We can use them to look up the object ID of the root directory and retrieve the page where it resides:


        50 00 00 00 10 00 10 00 00 00 20 00 30 00 00 00 – total length / key and value borders
        00 00 00 00 00 00 00 00 00 06 00 00 00 00 00 00 – object identifier
        F4 0A 00 00 00 00 00 00 00 00 02 08 08 00 00 00 – page identifier / flags
        CE 0F 85 14 83 01 DC 39 00 00 00 00 00 00 00 00 – checksum
        08 00 00 00 08 00 00 00 04 00 00 00 00 00 00 00

The object table entry for the root directory, containing its page (0xAF4)

When retrieving pages by ID or virtual page number, look for the ones with the highest sequence number as those are the latest copies of the shadow-write mechanism.

Directories, from the root directory down, follow a consistent pattern.

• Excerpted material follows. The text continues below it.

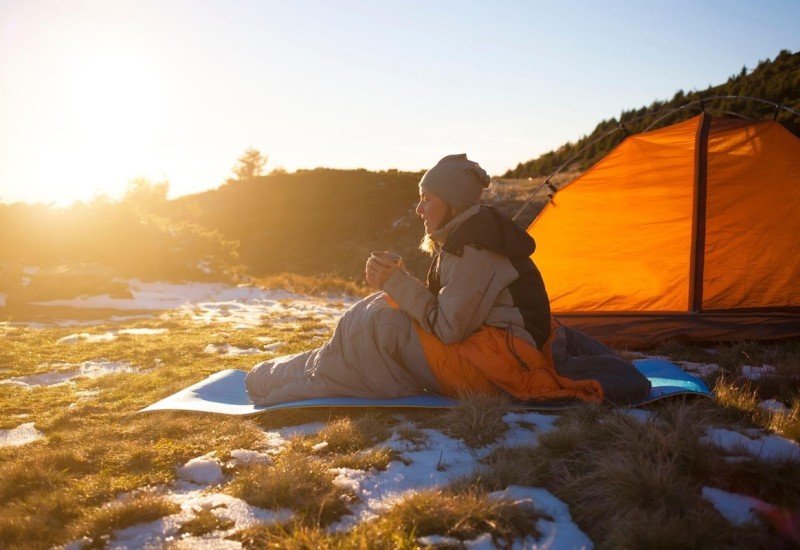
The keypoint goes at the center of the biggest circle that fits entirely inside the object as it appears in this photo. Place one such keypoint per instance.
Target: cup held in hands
(387, 257)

They are comprised of sequential lists of data structures whose length is determined by the first word value (attributes and attribute lists).

List are often prefixed with a header attribute defining the total length of the attributes that follow, which make up the list.

In either case, attributes may be parsed by iterating over the bytes after the directory page header, reading and processing the first word to determine the next number of bytes to read.

Various attributes take on different semantics including references to subdirectories and files as well as branches to additional pages containing more directory contents.

The structures in a directory listing have one of the following formats:

Base Attribute

The simplest basic attribute consisting of a block whose length is given at the very start.

Below, there is an example of a typical attribute:


        a8 00 00 0028 00 01 0000 00 00 0010 01 00 00
        10 01 00 0002 00 00 0000 00 00 0000 00 00 00
        00 00 00 0000 00 00 00a9 d3 a4 c327 dd d2 01
        5f a0 58 f327 dd d2 015f a0 58 f327 dd d2 01
        a9 d3 a4 c327 dd d2 0120 00 00 0000 00 00 00
        00 06 00 0000 00 00 0003 00 00 0000 00 00 00
        5c 9a 07 ac01 00 00 0019 00 00 0000 00 00 00
        00 00 01 0000 00 00 0000 00 00 0000 00 00 00
        00 00 00 0000 00 00 0000 00 00 0000 00 00 00
        00 00 00 0000 00 00 0001 00 00 0000 00 00 00
        00 00 00 0000 00 00 00

Here you can find a section of 0xA8 length containing the following four file timestamps. See more below:


        a9 d3 a4 c327 dd d2 01 - 2017-06-04 07:43:20
        5f a0 58 f327 dd d2 01 - 2017-06-04 07:44:40
        5f a0 58 f327 dd d2 01 - 2017-06-04 07:44:40
        a9 d3 a4 c327 dd d2 01 - 2017-06-04 07:43:20

It is safe to assume that either:

one of the first fields in any given attribute contains an identifier detailing how the attribute should be parsed, or
the context is given by the attribute’s position in the list.
attributes corresponding to the given meaning are referenced by this address or identifier

Records

Key / Value pairs – their values are given in the first 0x20 bytes of the attribute. These are used for associated metadata sections with files whose names are recorded in the keys and contents are recorded in the value.